My husband switches between McDreamy on Grey’s Anatomy and Luke from Gilmore Girls. I get my romance vicariously through Nicholas Sparks novels turned movies and I’m swept off my feet by various A list actors (hello there, Zac Efron). Dinner is spaghetti for three nights, and Taco Bell the other two. I spend free time trying to find matches to socks in piles of laundry waiting to be put away on my bed and cleaning up toys that will be on the floor again ten minutes later.
Arguments are yelling at my grandmother for telling Jack to “shut up” and in turn, getting yelled at by Jack for yelling at my grandmother. Constant eyes are being rolled at my toddler for pooping in his pull-up, yet again, and not telling me about it…yet again.
At night I attempt to give Jack a bath, start a load of laundry, bathe myself, spend quality “phone time” with my best friend to update each other on our lives, and brainstorming ideas for my photography business. And every so often (more often than not, really), I’ll browse the internet for homes I can’t afford in cities I will probably never live in.

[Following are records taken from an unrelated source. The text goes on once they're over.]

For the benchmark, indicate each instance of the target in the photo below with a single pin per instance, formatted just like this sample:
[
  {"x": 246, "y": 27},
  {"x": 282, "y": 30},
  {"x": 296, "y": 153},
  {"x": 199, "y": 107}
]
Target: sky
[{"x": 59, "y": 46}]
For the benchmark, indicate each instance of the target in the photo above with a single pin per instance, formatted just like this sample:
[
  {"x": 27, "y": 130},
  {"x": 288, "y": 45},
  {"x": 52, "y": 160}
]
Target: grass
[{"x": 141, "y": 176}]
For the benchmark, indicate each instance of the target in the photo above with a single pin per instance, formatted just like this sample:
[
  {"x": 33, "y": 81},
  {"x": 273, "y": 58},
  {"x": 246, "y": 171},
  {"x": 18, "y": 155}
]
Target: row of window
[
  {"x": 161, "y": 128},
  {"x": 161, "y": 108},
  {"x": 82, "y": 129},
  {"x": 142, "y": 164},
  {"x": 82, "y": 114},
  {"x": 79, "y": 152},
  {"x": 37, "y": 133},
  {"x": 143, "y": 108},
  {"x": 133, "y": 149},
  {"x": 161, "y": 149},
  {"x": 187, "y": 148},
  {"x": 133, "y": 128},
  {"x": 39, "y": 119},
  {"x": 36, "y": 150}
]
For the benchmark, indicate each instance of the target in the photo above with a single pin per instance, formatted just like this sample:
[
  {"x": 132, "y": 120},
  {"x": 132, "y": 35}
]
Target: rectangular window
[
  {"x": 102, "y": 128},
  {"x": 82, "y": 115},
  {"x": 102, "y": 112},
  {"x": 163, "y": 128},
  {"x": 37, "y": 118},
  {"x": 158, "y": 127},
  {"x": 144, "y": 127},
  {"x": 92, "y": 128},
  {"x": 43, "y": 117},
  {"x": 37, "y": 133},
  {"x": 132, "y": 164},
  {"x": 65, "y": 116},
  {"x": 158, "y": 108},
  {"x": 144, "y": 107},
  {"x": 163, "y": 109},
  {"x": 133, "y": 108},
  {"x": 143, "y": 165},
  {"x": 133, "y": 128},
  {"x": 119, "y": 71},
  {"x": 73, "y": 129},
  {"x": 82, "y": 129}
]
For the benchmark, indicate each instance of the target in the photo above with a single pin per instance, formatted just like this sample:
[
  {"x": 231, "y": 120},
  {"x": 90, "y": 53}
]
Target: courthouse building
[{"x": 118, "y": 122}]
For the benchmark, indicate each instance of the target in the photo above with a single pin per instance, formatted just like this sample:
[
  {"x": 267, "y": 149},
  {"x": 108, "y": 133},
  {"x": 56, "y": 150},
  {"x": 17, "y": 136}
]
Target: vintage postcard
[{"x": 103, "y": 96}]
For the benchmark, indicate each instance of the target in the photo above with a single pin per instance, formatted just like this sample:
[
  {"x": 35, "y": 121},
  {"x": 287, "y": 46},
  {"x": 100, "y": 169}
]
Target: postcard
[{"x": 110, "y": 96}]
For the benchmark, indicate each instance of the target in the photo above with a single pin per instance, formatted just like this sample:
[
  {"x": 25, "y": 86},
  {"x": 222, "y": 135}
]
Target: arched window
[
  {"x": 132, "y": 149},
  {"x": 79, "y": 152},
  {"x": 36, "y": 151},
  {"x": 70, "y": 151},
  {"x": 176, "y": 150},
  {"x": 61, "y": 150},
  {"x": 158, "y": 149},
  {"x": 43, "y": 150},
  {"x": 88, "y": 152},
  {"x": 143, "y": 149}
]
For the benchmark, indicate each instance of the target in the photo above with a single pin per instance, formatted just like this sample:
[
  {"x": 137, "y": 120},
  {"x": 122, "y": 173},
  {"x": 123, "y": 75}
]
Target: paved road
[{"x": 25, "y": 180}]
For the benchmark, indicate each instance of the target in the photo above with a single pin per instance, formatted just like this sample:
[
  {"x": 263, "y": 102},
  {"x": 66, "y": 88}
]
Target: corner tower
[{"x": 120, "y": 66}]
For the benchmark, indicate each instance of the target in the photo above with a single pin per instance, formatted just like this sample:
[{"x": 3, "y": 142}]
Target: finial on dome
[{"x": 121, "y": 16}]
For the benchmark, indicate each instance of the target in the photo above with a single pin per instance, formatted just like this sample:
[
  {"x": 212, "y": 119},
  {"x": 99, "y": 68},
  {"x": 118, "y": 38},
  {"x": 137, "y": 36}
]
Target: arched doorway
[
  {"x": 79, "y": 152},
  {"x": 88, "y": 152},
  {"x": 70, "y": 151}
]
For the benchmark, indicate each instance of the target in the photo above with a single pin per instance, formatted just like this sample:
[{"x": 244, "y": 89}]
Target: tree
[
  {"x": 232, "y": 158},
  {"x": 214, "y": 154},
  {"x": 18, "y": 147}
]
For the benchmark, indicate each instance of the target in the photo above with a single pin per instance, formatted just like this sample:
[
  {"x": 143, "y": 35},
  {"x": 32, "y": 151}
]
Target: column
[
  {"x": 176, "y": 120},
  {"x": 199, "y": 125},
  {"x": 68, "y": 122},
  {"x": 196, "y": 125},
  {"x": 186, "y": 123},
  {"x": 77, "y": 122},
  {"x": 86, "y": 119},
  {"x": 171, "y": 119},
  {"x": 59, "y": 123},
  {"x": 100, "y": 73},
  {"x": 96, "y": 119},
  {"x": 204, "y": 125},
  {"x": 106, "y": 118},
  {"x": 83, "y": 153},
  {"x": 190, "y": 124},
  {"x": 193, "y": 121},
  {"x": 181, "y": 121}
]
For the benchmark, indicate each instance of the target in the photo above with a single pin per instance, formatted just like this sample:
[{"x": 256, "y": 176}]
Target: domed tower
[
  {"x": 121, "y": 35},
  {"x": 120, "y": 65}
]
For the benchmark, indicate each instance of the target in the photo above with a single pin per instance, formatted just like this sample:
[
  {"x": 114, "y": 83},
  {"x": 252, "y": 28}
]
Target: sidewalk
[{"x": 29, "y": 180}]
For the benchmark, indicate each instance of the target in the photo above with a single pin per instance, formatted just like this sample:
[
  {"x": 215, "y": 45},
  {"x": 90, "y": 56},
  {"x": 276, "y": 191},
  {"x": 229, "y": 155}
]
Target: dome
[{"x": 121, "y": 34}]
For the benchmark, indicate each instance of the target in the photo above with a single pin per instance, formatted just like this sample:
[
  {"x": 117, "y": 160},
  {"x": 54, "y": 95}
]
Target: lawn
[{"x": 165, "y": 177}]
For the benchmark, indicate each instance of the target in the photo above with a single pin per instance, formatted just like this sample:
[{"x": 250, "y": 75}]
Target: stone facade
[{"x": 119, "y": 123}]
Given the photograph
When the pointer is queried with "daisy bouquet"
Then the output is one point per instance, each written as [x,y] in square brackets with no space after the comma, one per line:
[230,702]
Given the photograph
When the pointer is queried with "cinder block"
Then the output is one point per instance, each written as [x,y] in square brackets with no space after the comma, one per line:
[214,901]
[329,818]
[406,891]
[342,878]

I lay awake at night, staring at my ceiling, dreaming of another life. It changes here and there, but for the most part, it’s pretty consistent. I’m living in a big city, in a beautiful farm house. Mountains around me. A barn, field, and studio in the back for my photography (seriously, that part will happen one day). Jack and (possibly) his little brother or sister run around the yard playing some silly game.
Camera in hand, I pan around capturing everything, and the frame lands on him. I lift my eyes from the view finder and lock on him. He looks at me like it’s the first time we’ve met, like I’m the most beautiful woman in the world. And he just laughs and shakes his head because he knows I’m having one of those ridiculous “I can’t believe you’re mine” moments. He knows me.

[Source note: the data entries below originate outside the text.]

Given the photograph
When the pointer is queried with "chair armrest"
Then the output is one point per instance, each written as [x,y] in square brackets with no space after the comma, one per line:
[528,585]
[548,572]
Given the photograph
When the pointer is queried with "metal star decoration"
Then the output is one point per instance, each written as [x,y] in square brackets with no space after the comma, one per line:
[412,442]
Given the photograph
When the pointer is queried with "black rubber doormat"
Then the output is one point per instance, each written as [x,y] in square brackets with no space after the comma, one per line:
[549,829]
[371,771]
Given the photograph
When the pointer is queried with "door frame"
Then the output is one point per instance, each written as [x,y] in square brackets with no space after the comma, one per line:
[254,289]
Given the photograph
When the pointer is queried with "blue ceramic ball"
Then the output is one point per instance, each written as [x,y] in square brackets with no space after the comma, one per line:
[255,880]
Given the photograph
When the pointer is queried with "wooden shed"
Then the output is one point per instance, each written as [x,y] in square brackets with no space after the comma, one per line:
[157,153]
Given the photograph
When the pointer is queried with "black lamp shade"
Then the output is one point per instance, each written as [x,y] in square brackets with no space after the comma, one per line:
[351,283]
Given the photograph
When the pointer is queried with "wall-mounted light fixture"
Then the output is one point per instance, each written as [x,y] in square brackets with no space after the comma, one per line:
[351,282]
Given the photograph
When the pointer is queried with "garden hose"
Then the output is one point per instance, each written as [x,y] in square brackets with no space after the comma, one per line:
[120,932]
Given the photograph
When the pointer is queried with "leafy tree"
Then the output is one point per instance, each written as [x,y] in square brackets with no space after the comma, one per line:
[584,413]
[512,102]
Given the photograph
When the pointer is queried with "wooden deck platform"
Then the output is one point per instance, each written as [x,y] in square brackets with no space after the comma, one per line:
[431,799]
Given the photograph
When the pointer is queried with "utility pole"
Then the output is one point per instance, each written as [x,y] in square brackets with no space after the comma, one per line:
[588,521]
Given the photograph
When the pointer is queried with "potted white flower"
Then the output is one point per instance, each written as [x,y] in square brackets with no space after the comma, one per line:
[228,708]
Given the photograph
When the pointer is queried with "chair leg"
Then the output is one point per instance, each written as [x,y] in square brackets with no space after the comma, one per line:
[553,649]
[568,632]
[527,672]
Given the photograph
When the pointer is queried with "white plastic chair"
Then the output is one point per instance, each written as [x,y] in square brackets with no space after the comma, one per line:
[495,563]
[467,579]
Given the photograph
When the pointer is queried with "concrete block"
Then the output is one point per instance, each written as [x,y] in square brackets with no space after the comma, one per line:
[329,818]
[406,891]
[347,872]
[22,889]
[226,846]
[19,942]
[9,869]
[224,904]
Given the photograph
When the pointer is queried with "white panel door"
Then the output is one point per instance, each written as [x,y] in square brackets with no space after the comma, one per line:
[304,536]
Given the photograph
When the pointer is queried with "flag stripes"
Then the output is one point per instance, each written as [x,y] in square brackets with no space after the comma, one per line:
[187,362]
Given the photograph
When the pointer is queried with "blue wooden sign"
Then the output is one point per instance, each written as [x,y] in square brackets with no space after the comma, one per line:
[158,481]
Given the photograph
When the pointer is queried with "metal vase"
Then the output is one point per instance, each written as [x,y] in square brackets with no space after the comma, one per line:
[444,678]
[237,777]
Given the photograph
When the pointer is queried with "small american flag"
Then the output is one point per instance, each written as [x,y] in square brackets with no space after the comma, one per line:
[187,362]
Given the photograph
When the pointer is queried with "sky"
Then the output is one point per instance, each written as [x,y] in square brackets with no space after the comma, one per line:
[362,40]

He’s simple, but complex. He loves to be outside and read. When he smiles he lights up everyone and everything around him. His laugh keeps you warm for days. He’s strong, stubborn, and puts me in my place, but is so sweet that I melt. He’s a leader, a lover, a wanderer, and funny as hell. He walks confidently in his faith and lives for helping others. He’s perfect for me. He’s my husband.
I’m a million miles away from that point.
I’ve got a mess right now. Jack and I are on each others’ last nerves. I’m working an extremely difficult job full-time, attempting to run my business full-time, and trying my damnedest to be a good mom to my crazy kid.
I’ve got goals. There’s a lengthy list of things I would like to accomplish in a few weeks, months, years. I’m not gonna get my picture perfect husband anytime soon, and that’s okay. I don’t need him. I’ve got Jack. I’ve got me. And we’re pretty wonderful.
We have this weird relationship where we can’t stand to be around each other for more than twenty minutes, but can’t stand to be apart for less than that. Half the time he says I’m not his “best mommy ever”. But the other half, he wants to be held and told stories like a baby. Jack loves his momma, and I know it. I feel it. Even when I’m pissed, I feel our connection even deeper. We’re our own kind of family.